Still, we need to guess the hyperparamters, here the $C$ hyperparamters, i.e., the penalty parameter of the error term, and the selected kernel, each of which may or may not come with further hyperparameters, here $\gamma$. 

Grid search in combination with cross validation approximates the optimum hyperparameter setting by systematically testing all combinations of a grid of hyperparameter values.

In [15]:
parameters = {'kernel':['linear', 'rbf', 'poly', 'sigmoid'], 'C':[0.1, 1, 10, 100], 'gamma': [1,0.1,0.01,0.001]}
svc = svm.SVC()
clf = GridSearchCV(svc, parameters)
clf.fit(X, y)
GridSearchCV(estimator=svc, param_grid=parameters)
sorted(clf.cv_results_.keys())

['mean_fit_time',
 'mean_score_time',
 'mean_test_score',
 'param_C',
 'param_gamma',
 'param_kernel',
 'params',
 'rank_test_score',
 'split0_test_score',
 'split1_test_score',
 'split2_test_score',
 'split3_test_score',
 'split4_test_score',
 'std_fit_time',
 'std_score_time',
 'std_test_score']

In [16]:
df = pd.DataFrame.from_dict(clf.cv_results_)
df[[
 'mean_test_score',
 'param_C',
 'param_kernel',
 'param_gamma',
 'std_test_score']].sort_values([
 'mean_test_score',
 'std_test_score',
 'param_kernel'],ascending=False).head(15)

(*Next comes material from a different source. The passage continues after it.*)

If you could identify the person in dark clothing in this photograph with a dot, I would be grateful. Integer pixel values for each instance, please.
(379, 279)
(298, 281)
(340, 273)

Unnamed: 0,mean_test_score,param_C,param_kernel,param_gamma,std_test_score
33,0.966667,10.0,rbf,1.0,0.029814
53,0.966667,100.0,rbf,0.1,0.029814
49,0.966667,100.0,rbf,1.0,0.042164
50,0.966667,100.0,poly,1.0,0.042164
48,0.966667,100.0,linear,1.0,0.042164
52,0.966667,100.0,linear,0.1,0.042164
56,0.966667,100.0,linear,0.01,0.042164
60,0.966667,100.0,linear,0.001,0.042164
55,0.96,100.0,sigmoid,0.1,0.038873
32,0.96,10.0,linear,1.0,0.038873


The linear kernel with $C=1$ is not among the champions, so we did not so good in the initial fixed setting.

Recall the definition of [kernel functions](https://scikit-learn.org/dev/modules/svm.html#svm-kernels). The parameter $\gamma$ is not used in the linear kernel. Since $\gamma$ does not matter here, the best linear kernel with $C=10$ comes in four equally good paramerizations with $\gamma \in \{1,0.1,0.01,0.001\}$ (all ignored). Testing them adds to training time and is the drawback of using the grid search library instead of programming nested loops manually.